# Machine Learning Project Lifecycle
**Step 1: Define a problem<br>
Step 2: Data gathering<br>
Step 3: Exploratory Data Analysis<br>
Step 4: Feature engineering and selection<br>
Step 5: Data preparation for modelling** (train/test split)<br>
**Step 6: Model Building<br>
Step 7: Model Validation & Evaluation<br>
Step 8: Model Tuning<br>
Step 9: Model Deployment**<br>

# Decision Tree - Example
## Problem: Predicting risky bank loans using C5.0 decision trees

The default vector indicates whether the loan applicant was unable to meet the agreed payment terms and went into default.

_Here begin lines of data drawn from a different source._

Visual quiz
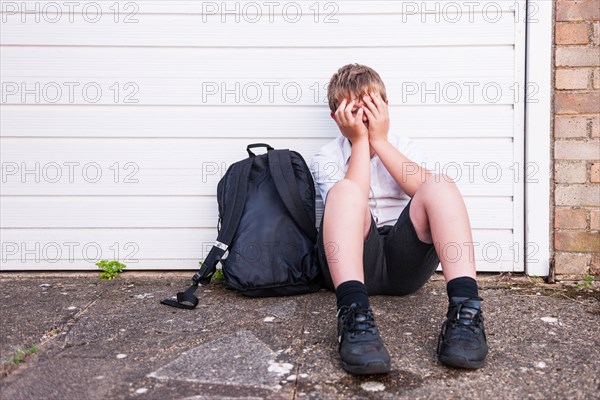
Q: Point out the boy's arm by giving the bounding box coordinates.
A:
[371,140,430,197]
[364,92,431,197]
[333,100,371,197]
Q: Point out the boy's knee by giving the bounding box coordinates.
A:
[327,179,367,205]
[419,174,456,192]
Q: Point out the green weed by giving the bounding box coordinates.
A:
[10,344,38,365]
[96,260,127,281]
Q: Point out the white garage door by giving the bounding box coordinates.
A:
[0,0,524,271]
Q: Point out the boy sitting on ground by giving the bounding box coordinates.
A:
[312,64,488,374]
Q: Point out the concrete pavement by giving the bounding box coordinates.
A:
[0,272,600,400]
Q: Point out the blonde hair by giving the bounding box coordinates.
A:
[327,64,387,112]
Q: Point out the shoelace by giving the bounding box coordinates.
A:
[340,304,377,337]
[443,302,483,337]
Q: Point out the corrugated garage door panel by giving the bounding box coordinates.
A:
[0,1,525,271]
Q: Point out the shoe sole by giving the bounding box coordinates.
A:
[438,354,485,369]
[342,361,391,375]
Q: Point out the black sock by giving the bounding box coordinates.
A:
[335,281,369,310]
[446,276,479,299]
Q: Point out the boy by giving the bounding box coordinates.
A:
[312,64,488,374]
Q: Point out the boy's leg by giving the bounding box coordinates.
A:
[410,175,488,368]
[323,179,371,288]
[322,179,390,374]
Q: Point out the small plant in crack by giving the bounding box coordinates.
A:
[575,275,596,289]
[96,260,127,281]
[10,344,38,365]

A total of 30 percent of the loans in this dataset went into default. We have to train our model and predict such defaulters. 

## Data: 
1. checking_balance        - object
2. months_loan_duration     - int64
3. credit_history          - object
4. purpose                 - object
5. amount                   - int64
6. savings_balance         - object
7. employment_length       - object
8. installment_rate         - int64
9. personal_status         - object
10. other_debtors           - object
11. residence_history        - int64
12. property                - object
13. age                      - int64
14. installment_plan        - object
15. housing                 - object
16. existing_credits         - int64
17. job                     - object
18. dependents               - int64
19. telephone               - object
20. foreign_worker          - object
21. default                  - int64 (Target variable/Label)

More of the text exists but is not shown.